I understand your dilemma. For various reasons, people often end up with multiple email accounts on several hosts: Hotmail, Gmail, Yahoo, AOL, etc. It gets confusing and hard to keep track of. It also takes a lot of time to check for new mail on all the services.

The good news is that it is possible to consolidate all those email accounts into one, without losing anything stored on the other services.

You'll probably want to keep all your email accounts active and receiving mail, at least for a while. Those addresses are out there and if people don't know your new address, they have no other way to reach you. But you want mail sent to Yahoo, AOL, etc., to be forwarded to your One Address. That way, you only need to log onto one place, saving lots of time.
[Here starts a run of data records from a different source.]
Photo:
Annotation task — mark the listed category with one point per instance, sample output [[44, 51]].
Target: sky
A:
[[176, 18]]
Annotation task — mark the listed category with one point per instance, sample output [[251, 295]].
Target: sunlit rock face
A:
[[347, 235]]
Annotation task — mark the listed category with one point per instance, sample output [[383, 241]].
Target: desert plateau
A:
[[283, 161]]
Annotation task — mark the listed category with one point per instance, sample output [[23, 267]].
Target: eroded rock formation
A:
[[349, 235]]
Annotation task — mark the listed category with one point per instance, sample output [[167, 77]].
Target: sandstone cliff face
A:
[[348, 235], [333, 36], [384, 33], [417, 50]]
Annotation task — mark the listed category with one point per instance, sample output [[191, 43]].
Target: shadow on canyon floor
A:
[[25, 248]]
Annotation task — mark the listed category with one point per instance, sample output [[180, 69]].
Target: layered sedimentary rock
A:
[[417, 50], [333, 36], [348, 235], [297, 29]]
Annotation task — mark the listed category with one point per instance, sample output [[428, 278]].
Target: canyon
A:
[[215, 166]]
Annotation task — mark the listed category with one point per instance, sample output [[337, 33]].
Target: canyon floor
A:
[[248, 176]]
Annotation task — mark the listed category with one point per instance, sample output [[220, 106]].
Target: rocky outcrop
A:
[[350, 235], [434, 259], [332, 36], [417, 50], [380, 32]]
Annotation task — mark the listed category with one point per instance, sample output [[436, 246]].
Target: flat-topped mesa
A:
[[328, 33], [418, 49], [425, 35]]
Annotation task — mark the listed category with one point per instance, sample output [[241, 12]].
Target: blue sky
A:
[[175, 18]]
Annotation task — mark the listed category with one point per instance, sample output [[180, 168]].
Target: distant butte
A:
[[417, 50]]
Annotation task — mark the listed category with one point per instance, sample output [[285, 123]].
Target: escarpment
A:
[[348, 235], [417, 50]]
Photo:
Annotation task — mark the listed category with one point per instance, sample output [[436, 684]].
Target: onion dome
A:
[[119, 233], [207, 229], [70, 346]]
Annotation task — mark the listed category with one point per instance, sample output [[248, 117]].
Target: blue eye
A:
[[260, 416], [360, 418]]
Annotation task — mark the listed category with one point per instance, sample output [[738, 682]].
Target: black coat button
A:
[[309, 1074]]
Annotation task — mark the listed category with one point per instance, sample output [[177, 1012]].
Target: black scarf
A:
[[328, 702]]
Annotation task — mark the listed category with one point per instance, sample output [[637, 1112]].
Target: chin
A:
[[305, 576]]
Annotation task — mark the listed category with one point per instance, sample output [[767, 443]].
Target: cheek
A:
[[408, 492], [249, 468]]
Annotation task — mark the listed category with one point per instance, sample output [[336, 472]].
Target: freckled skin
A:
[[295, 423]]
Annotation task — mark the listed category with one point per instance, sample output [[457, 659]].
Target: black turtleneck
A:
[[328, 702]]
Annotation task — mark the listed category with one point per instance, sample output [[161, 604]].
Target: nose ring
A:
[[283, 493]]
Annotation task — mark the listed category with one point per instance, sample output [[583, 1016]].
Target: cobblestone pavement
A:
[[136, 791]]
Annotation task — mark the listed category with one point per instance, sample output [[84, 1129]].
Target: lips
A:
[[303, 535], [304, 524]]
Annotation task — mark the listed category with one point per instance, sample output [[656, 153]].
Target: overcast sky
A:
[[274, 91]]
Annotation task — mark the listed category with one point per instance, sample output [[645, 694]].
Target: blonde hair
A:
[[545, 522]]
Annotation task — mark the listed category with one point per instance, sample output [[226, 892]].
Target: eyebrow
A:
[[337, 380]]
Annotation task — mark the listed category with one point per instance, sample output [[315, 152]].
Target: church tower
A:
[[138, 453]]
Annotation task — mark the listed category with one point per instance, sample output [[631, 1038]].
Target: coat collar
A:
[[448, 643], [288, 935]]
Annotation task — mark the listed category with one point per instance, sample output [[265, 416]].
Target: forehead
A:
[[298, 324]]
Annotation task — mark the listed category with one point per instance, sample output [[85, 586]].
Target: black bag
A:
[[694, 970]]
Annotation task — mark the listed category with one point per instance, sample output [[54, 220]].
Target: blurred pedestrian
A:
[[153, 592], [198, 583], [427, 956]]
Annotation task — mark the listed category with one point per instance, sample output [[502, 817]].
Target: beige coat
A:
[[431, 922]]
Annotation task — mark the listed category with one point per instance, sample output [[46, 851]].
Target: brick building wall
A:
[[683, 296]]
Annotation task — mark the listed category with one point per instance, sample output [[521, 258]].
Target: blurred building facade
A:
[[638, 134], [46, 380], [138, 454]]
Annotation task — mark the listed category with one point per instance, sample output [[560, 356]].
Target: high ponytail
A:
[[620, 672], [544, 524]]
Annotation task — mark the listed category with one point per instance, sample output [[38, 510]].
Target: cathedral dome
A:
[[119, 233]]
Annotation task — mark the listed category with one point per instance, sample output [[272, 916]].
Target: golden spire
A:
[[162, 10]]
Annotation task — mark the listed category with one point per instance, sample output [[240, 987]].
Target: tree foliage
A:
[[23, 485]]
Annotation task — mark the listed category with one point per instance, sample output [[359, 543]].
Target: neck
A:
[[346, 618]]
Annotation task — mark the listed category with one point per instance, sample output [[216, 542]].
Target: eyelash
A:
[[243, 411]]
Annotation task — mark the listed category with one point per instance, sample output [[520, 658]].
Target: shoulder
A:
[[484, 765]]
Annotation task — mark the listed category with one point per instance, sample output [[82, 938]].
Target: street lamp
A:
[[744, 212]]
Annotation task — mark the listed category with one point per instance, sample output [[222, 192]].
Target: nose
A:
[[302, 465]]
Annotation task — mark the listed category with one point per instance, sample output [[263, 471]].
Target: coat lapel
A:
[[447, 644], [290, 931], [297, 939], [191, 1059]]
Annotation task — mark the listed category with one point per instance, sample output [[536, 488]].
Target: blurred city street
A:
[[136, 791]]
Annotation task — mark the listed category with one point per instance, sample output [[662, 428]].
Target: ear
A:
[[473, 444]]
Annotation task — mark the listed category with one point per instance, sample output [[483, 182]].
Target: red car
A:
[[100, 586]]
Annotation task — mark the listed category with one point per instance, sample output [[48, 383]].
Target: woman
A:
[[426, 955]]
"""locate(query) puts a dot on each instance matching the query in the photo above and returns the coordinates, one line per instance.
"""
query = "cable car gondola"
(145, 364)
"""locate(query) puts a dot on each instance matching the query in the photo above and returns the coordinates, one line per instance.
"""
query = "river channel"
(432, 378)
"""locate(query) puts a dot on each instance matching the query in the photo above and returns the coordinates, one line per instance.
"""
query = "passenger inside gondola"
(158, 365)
Simple is better.

I chose Google's Gmail for my One Address. It's reliable. The gmail.com name is a respected brand widely used by both personal and business users. Gmail is searchable in many useful ways, and its spam filter is highly effective. Best of all, Gmail now lets you consolidate all your other email accounts very easily.
You could just logon to all your email accounts, and send a change of address message to everyone in your address books. And you should do that, but it won't really help you consolidate everything without a lot of extra effort.

Of course you want to import to your One Address all your email contacts from the other services, AND your old email saved on those services. Gmail lets you do all that with a few simple steps.

Using Gmail's Import Feature

After logging into Gmail, in the upper right corner, click on Settings, then click the "Accounts and Import" tab. Next, click on "Import Mail and Contacts" and just follow directions. One by one, you will enter the email address and password for each of your other accounts.

You'll be given the option to import contacts and old mail; import new mail arriving at the old address for 30 days; and to add the old mail address to the imported mail as a tag to tell you where it came from. Click "Start Import" and go do the same for your other email accounts.

Google advises you that the import process may take several hours, even up to two days, before you start seeing imported mail. In actual practice, I started receiving imported old mail within minutes. Your experience may vary. But importing goes on without you, you don't even have to be logged on to Gmail.

Be forewarned that you will be inundated with "new" mail at your One Address during the import process. This is a good opportunity to review and delete old mail you really don't need, and keep the keepers. Since Gmail has a "filters" function, you may want to set up a rule that routes mail from each old account into a specified subfolder, rather than have everything pile up in your main Inbox.

From here on, you have only one webmail site to bookmark, and just one username and password to remember. Email checking will go much faster with only one account to check. And you'll have all your contacts and messages in one place.